Moreover, the blatantly unfair policies put in place to accommodate males who want in on female sports have been dispiriting, demoralizing and rage-inducing for girls and women looking on. Large numbers of women and girls have been crushed and outraged to see how officials, journalists, activists and others who claim they "progressive" and "on the right side of history" have bent over backwards to be kind to male athletes like Lia Thomas, Telfer and Ivy and to "respect their pronouns" whilst at the same time saying the female athletes forced to compete against athletes like Thomas, Telfer and Ivy - and to share their locker rooms with them - should suck it up and shut up, or else be derided as transphobes and subject to abuse and sanctions.
But with the Semenya decision in 2019 - and more recently with the revised policies announced by orgs like World Rugby, FINA, UCI and British Triathlon, and the position of UK Sports Councils and the UK government officials - the pendulum in some circles is starting to swing the other way. Fairness for female athletes is finally beginning to be restored in some sports at least at the elite levels.

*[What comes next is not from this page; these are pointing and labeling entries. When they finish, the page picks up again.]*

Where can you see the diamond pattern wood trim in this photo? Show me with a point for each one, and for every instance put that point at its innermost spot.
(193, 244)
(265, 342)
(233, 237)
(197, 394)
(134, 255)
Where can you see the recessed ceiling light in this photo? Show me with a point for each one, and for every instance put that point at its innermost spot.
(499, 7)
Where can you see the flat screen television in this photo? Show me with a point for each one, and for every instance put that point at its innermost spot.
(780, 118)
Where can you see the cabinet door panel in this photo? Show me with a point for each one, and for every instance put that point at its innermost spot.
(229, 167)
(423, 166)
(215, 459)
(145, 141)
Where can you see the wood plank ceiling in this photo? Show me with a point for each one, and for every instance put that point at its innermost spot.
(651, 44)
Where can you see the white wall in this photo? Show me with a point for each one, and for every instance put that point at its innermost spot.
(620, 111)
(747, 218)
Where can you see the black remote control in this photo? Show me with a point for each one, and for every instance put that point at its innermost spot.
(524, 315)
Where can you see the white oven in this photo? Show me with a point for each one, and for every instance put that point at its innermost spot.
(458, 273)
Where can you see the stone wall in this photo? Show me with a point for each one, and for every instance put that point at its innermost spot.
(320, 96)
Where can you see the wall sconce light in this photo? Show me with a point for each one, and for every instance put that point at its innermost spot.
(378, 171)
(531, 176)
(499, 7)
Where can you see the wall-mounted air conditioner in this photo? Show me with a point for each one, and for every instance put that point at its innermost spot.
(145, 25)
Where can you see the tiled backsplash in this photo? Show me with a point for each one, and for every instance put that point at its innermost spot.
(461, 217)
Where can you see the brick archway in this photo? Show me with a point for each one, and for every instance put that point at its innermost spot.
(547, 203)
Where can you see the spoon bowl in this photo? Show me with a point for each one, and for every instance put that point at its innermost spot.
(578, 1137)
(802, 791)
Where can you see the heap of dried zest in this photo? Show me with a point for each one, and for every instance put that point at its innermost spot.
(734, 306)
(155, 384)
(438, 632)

I know this is not what you and people like Veronica Ivy want to hear, testy - but too bad and tough noogies.
Like Boris Johnson recently said when announcing his resignation as PM of the UK, "them's the breaks." Or as us mums tell toddlers when they keep throwing their toys out of their prams or making a din by banging their spoons against their highchairs and wailing at the top of their lungs, "that's how the teething cookie crumbles."